Divorcing Proceedings With Military Spouse

Divorce proceedings can be complicated at the best of times, but when one spouse is in the military, there are a few additional steps that need to be taken. If you or your spouse is in the military and you are considering a divorce, here are a few things you should know.

Actively Serving Spouse

When one spouse is actively serving in the military, they have the option of using the Servicemembers' Civil Relief Act (SCRA) to delay divorce proceedings. This act allows active duty servicemembers to request a stay of proceedings in any civil action, including divorce, so long as they can show that their military service has materially affected their ability to participate in the proceedings. In other words, if you are deployed overseas or otherwise unable to attend court hearings or meet with your attorney, you may be able to use SCRA to delay your divorce until you can participate.

Spouse Retired from Military

Unlike actively serving members, retirees are not automatically entitled to a stay of proceedings under SCRA. However, this does not mean that retired service members are at a disadvantage in divorce proceedings; instead, it simply gives them more flexibility in how they choose to proceed. Former members may opt to settle their divorce out of court through mediation or collaborative law, or they may decide to proceed with traditional litigation if they believe it is in their best interests to do so.

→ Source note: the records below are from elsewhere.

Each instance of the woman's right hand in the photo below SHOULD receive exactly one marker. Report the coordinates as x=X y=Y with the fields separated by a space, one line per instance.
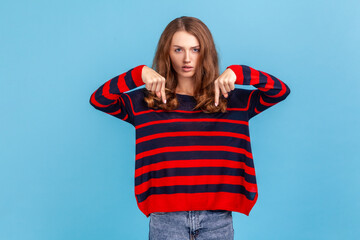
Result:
x=154 y=82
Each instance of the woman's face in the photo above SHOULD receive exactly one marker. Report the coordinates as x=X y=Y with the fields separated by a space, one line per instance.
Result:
x=184 y=51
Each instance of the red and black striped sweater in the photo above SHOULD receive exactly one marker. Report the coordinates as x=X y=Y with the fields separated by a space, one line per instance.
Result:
x=189 y=160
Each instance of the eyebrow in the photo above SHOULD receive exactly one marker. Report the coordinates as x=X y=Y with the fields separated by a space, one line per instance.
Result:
x=181 y=46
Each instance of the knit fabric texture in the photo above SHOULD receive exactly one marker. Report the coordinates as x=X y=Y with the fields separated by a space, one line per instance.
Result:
x=187 y=159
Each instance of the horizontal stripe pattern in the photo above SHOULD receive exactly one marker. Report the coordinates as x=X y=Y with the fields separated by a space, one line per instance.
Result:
x=186 y=159
x=270 y=90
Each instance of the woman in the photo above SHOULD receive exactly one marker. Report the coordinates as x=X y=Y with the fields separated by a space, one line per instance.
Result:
x=194 y=165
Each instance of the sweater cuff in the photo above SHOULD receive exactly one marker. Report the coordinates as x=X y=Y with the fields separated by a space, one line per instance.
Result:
x=136 y=75
x=238 y=72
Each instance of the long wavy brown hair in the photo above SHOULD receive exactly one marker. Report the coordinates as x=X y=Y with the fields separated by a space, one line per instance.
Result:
x=207 y=70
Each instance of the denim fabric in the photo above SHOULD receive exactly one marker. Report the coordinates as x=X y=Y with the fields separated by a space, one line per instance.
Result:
x=191 y=225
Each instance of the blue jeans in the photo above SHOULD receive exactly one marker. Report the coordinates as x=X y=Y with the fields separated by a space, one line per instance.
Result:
x=191 y=225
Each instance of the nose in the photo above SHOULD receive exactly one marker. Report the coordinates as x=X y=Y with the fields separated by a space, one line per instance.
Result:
x=187 y=56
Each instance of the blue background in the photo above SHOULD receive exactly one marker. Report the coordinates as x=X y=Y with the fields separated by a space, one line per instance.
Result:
x=67 y=169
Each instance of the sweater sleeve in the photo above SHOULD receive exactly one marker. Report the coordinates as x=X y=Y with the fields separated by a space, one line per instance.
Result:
x=270 y=90
x=111 y=99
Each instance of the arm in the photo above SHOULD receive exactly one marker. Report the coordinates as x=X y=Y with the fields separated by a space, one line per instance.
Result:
x=110 y=97
x=270 y=90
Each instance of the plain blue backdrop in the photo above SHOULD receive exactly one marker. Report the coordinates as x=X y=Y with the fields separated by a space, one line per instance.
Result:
x=67 y=169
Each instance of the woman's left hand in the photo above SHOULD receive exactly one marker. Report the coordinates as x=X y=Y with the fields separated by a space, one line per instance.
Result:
x=226 y=83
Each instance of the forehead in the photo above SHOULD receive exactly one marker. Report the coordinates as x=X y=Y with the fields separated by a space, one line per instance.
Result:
x=184 y=39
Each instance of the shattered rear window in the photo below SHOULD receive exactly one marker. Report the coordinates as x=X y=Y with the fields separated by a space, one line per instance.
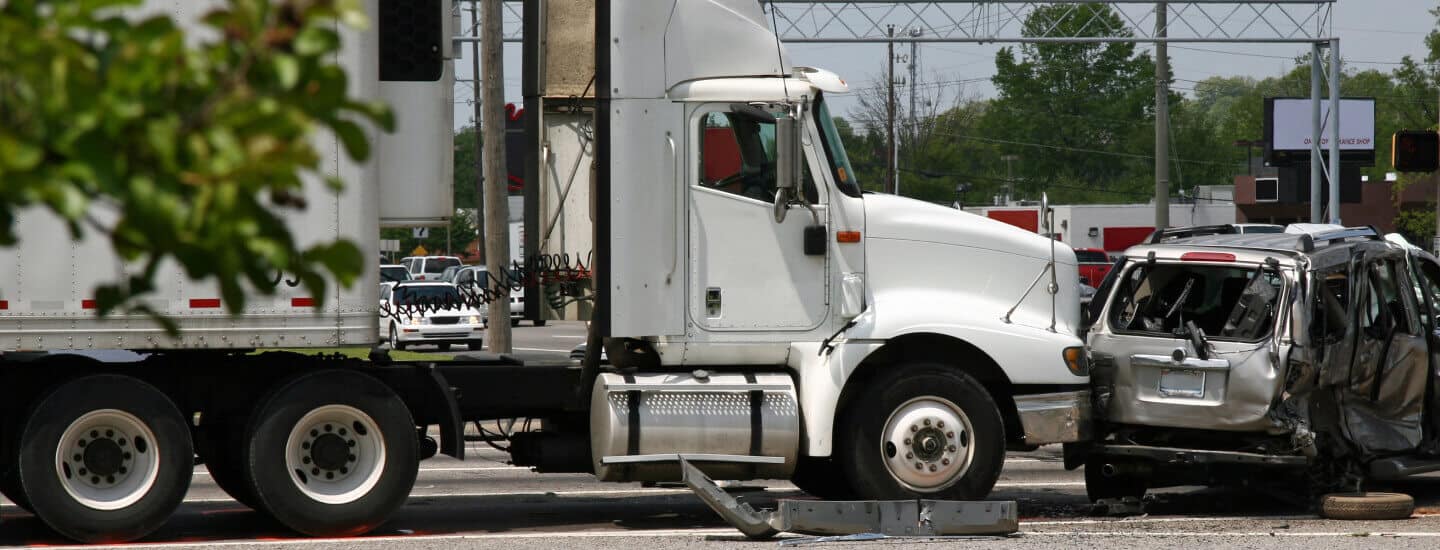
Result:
x=1229 y=303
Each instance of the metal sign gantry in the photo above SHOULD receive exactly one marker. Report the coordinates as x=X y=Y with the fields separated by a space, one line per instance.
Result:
x=1139 y=22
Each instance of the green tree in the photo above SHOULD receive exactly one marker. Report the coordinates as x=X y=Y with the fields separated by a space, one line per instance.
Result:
x=1060 y=102
x=198 y=147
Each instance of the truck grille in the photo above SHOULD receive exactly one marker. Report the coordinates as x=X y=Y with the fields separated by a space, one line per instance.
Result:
x=445 y=334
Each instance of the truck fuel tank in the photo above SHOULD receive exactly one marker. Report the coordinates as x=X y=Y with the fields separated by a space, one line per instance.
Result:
x=732 y=425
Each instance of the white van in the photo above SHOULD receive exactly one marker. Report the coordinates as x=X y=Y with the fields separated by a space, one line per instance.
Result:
x=428 y=268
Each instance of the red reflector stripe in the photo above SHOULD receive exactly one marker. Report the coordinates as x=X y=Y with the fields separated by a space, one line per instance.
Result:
x=1207 y=257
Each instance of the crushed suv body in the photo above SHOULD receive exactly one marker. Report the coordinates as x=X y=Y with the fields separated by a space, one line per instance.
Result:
x=1216 y=353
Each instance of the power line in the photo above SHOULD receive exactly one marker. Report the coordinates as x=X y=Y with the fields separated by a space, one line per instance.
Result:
x=1077 y=149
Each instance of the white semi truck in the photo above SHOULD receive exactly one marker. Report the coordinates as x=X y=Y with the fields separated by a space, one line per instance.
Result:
x=761 y=316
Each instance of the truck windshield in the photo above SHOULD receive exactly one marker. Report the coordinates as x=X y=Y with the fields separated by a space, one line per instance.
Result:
x=835 y=150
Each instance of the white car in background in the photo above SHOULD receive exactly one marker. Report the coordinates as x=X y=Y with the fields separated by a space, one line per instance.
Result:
x=429 y=313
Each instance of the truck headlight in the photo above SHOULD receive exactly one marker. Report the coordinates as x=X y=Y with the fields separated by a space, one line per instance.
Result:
x=1076 y=360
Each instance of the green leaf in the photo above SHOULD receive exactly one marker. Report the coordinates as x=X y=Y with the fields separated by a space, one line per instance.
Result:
x=316 y=41
x=287 y=71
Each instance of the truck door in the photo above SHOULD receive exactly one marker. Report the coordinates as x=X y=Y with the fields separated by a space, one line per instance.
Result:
x=748 y=272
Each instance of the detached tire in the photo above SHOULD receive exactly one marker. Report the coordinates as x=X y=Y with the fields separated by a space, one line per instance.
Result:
x=331 y=452
x=222 y=448
x=922 y=429
x=1367 y=506
x=105 y=458
x=1098 y=485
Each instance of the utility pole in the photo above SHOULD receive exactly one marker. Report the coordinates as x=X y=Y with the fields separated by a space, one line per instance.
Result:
x=892 y=167
x=1010 y=179
x=497 y=215
x=480 y=150
x=1161 y=118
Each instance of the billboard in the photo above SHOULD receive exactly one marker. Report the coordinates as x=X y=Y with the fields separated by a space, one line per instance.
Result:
x=1288 y=130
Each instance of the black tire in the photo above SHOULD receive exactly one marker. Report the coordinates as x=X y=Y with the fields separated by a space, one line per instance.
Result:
x=105 y=400
x=1098 y=485
x=1367 y=506
x=864 y=457
x=395 y=339
x=222 y=448
x=389 y=428
x=822 y=478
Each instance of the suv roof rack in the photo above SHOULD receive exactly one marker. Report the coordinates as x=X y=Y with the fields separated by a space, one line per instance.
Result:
x=1187 y=232
x=1309 y=241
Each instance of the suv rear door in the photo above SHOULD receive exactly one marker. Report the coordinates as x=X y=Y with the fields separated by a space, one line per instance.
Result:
x=1158 y=375
x=1386 y=385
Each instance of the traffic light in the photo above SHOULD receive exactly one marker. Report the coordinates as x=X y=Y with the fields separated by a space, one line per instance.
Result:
x=1414 y=150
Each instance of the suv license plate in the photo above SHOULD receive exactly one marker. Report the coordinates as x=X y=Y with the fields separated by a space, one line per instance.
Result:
x=1182 y=383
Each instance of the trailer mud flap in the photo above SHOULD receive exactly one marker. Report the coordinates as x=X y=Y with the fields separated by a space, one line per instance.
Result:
x=906 y=519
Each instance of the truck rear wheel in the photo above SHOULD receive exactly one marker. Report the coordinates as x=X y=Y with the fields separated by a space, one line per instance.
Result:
x=105 y=458
x=331 y=454
x=922 y=431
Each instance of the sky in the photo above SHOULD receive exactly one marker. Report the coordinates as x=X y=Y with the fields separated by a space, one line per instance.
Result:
x=1374 y=35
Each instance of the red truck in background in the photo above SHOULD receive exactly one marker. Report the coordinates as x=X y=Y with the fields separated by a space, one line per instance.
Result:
x=1095 y=264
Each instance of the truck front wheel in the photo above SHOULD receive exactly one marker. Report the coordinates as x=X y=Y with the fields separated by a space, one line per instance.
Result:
x=105 y=458
x=922 y=431
x=331 y=454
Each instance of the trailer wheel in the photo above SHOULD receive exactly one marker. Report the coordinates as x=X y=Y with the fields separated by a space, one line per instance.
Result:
x=1116 y=485
x=1367 y=506
x=922 y=431
x=331 y=452
x=105 y=458
x=824 y=478
x=222 y=448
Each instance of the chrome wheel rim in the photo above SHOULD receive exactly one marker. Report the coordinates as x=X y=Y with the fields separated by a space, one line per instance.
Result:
x=336 y=454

How Benefits and Pensions are Affected in Military Divorce

Divorce can have several different effects on military benefits. For example, if one spouse is in the military and the other is not, the non-military spouse may lose access to certain benefits, such as health insurance. Additionally, divorce can affect things like retirement benefits and housing allowances.

The Uniformed Services Former Spouses' Protection Act (USFSPA)

USFSPA is a federal law that was enacted in 1982 in order to protect the rights of military spouses in the event of a divorce. In particular, USFSPA provides for the division of military retirement pay in a divorce. Before USFSPA, military retirement pay could not be divided in a divorce; however, USFSPA changed that by giving state courts the authority to determine how military retirement benefits should be divided in a divorce.

The 10/10 Rule

Through the Defense Finance and Accounting Service, the former spouse of a military service member may receive military retirement benefits provided their marriage lasted at least 10 years and that, during that time, the service member spouse served for at least 10 years.

Tricare Benefits Upon Divorce

Former spouses of military members will lose their Tricare benefits almost immediately after their divorce is finalized. In some instances, similar to the above 10/10 rule, former spouses may retain all or some of their Tricare benefits.

  • 20/20/20 Rule - If the marriage lasted for at least 20 years and the military spouse served for at least 20 years (with an overlap of marriage and service being 20 years), the non-military spouse may retain Tricare benefits for as long as they remain eligible.
  • 20/15/20 Rule - If the marriage lasted for at least 20 years, the military spouse served for at least 20 years, and there were at least 15 years of overlap between the two, the non-military spouse may retain Tricare benefits for one year.